Nerve stimulation in neck may reduce heart failure symptoms
A multidisciplinary team of experts in heart failure, cardiac arrhythmia, and neurosurgery at The Mount Sinai Hospital are now testing nerve stimulation in the neck as a novel therapy for heart failure patients to potentially help relieve their debilitating symptoms of fatigue, shortness of breath, and heart arrhythmias, while reducing their hospitalizations.
The global, multicenter randomized clinical trial called INOVATE-HF (INcrease Of VAgal TonE in chronic Heart Failure) is investigating the safety and efficacy of an implantable vagus nerve electrical stimulation device called CardioFit® to improve the heart’s function and the quality of life of heart failure patients.

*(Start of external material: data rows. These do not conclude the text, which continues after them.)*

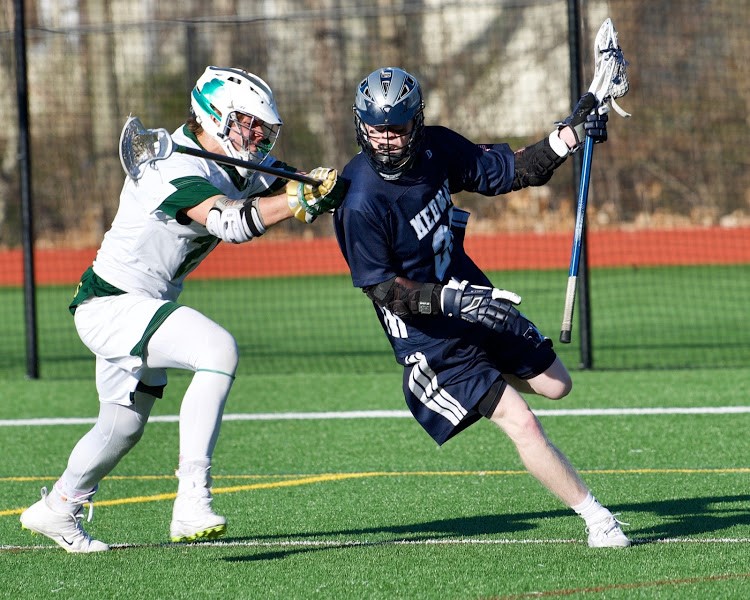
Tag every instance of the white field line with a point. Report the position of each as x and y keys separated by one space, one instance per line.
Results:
x=398 y=414
x=368 y=543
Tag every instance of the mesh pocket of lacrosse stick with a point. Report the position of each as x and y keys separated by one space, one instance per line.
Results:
x=610 y=68
x=140 y=147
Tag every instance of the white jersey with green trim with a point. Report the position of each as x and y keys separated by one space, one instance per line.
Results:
x=150 y=249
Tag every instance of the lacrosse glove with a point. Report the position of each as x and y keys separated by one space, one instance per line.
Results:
x=490 y=307
x=596 y=127
x=307 y=202
x=577 y=119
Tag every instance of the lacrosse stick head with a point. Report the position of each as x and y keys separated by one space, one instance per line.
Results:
x=140 y=147
x=610 y=68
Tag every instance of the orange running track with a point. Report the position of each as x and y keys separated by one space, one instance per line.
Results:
x=273 y=258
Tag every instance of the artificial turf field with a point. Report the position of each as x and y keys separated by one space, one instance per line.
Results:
x=351 y=503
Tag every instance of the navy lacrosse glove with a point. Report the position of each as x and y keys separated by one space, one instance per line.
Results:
x=596 y=127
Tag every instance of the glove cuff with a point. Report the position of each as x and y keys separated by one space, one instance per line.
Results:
x=560 y=148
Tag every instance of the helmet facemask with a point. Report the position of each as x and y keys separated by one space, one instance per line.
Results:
x=247 y=136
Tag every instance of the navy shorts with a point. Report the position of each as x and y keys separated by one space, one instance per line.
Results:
x=452 y=383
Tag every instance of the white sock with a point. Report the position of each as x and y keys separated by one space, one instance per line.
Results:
x=200 y=414
x=591 y=511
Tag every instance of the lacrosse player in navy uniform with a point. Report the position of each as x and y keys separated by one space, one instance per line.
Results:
x=466 y=350
x=126 y=310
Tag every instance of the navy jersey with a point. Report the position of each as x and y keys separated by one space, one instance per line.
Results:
x=409 y=227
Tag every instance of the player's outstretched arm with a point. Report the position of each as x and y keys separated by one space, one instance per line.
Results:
x=535 y=164
x=307 y=203
x=486 y=306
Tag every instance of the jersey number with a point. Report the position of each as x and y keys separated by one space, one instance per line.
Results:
x=442 y=246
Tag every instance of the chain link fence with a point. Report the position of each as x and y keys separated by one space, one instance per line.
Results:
x=493 y=71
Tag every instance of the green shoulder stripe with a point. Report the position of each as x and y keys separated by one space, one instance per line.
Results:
x=191 y=191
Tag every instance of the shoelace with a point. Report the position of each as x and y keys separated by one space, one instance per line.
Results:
x=81 y=501
x=610 y=525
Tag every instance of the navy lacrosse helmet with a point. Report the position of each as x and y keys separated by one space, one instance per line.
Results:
x=389 y=97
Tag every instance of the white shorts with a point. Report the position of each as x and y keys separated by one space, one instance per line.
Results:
x=111 y=327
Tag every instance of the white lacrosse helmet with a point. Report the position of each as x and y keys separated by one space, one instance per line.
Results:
x=220 y=94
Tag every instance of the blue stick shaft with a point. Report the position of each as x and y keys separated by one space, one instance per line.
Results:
x=575 y=255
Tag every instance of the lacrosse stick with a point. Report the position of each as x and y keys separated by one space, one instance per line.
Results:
x=610 y=82
x=140 y=147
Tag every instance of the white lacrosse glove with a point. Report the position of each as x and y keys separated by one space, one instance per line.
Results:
x=307 y=202
x=490 y=307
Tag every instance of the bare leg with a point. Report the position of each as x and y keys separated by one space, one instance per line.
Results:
x=540 y=457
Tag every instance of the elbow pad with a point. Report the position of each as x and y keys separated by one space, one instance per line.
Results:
x=235 y=221
x=536 y=163
x=406 y=298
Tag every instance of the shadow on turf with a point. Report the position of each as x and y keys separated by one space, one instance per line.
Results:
x=691 y=517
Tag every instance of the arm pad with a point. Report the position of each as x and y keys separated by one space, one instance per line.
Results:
x=405 y=298
x=235 y=221
x=536 y=163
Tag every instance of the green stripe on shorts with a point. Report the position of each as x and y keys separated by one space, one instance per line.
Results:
x=154 y=324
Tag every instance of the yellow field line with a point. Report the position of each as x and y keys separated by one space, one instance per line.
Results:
x=297 y=480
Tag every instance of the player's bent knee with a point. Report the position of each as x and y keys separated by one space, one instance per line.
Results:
x=222 y=354
x=120 y=425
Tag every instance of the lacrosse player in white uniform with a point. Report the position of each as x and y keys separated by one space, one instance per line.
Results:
x=126 y=310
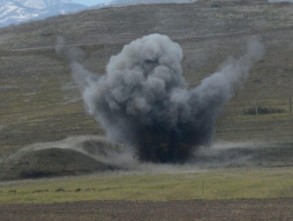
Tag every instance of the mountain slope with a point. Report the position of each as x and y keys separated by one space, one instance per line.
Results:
x=39 y=104
x=17 y=11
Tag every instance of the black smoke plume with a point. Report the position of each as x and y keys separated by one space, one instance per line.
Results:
x=143 y=100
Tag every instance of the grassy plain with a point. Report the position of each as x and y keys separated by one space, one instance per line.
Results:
x=257 y=183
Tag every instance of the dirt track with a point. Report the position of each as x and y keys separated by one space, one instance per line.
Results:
x=218 y=210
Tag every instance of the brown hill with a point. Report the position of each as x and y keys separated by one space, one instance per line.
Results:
x=37 y=103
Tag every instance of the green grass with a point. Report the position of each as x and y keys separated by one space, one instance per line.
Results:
x=212 y=184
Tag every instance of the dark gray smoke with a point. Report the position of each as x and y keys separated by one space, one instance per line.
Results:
x=143 y=100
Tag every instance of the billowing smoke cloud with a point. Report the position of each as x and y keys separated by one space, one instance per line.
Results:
x=143 y=100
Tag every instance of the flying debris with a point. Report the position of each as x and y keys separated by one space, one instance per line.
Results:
x=143 y=100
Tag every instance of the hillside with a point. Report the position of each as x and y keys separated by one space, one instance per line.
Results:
x=39 y=104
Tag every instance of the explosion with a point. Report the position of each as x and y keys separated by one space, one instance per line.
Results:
x=143 y=100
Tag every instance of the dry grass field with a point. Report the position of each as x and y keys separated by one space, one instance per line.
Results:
x=40 y=104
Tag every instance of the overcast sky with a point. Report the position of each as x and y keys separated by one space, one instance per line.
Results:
x=91 y=2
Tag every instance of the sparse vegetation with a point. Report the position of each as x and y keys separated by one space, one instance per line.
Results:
x=218 y=184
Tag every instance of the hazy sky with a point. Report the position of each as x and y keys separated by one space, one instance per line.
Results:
x=91 y=2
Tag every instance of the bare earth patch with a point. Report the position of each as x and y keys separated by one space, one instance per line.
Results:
x=251 y=209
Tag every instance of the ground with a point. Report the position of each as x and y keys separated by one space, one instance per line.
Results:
x=201 y=210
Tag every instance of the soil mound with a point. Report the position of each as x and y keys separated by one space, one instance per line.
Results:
x=50 y=162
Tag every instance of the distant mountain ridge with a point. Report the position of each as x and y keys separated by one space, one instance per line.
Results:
x=18 y=11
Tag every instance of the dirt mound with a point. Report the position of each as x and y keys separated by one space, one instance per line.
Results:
x=50 y=162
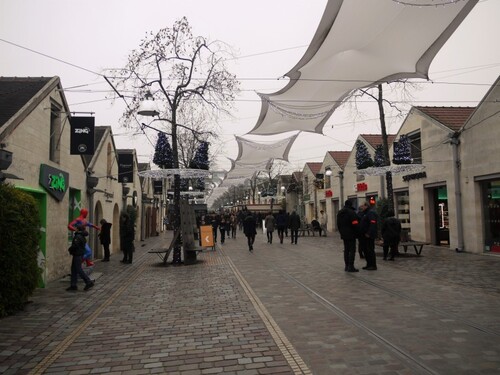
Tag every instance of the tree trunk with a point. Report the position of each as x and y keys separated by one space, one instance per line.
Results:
x=385 y=146
x=177 y=259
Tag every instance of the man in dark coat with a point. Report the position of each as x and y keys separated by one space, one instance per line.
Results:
x=105 y=238
x=347 y=224
x=127 y=235
x=249 y=228
x=77 y=250
x=369 y=223
x=294 y=225
x=391 y=233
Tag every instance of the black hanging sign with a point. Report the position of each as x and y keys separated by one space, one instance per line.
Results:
x=157 y=186
x=54 y=180
x=82 y=135
x=125 y=168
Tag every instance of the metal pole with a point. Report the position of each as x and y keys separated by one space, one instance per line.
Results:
x=458 y=192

Mount Sinai’s multidisciplinary team of clinical trial investigators includes principal investigator electrophysiologist Vivek Reddy, MD, Director of Arrhythmia Services; neurosurgeon Brian H. Kopell, MD, Director of the Center for Neuromodulation; and heart failure specialist Ajith P. Nair, MD, Director of the Pulmonary Hypertension Program in the Advanced Heart Failure and Transplantation Program.
The device is a three-part system consisting of a “stimulator” about the size of a pacemaker, and two connecting leads. The stimulator is implanted under the skin of the chest with a “sensor lead” implanted inside the right ventricle of the heart, and a “stimulation lead” implanted around the vagus nerve in the right side of the neck.
The large vagus nerve runs from the brain stem down to the abdomen on both the left and right side of the body. It sends signals throughout the body and directly to and from the brain to regulate multiple bodily functions including heart rate.
Once activated by doctors, the stimulator in the chest sends mild electrical pulses up to the vagus nerve to help reduce heart rate, stress, and workload on the cardiac muscle to improve overall heart function. The sensor lead in the heart’s right ventricle monitors for any abnormal changes in the heart’s electrical activity and provides feedback to the stimulator enabling it to react.
“This novel use of vagus nerve stimulation may be the therapy we have long been waiting for to bring relief to heart failure patients with chronic symptoms and protect them from dangerous and potentially fatal arrhythmias,” says Dr. Vivek Reddy, Director of Arrhythmia Services at The Mount Sinai Hospital. “The results of this study testing the simple electrical stimulation of the body’s powerful vagus nerve may unlock a future promising therapy for heart failure. I am excited that by working with our heart failure and neurosurgery colleagues, we can offer this potentially transformative therapy to our patients.”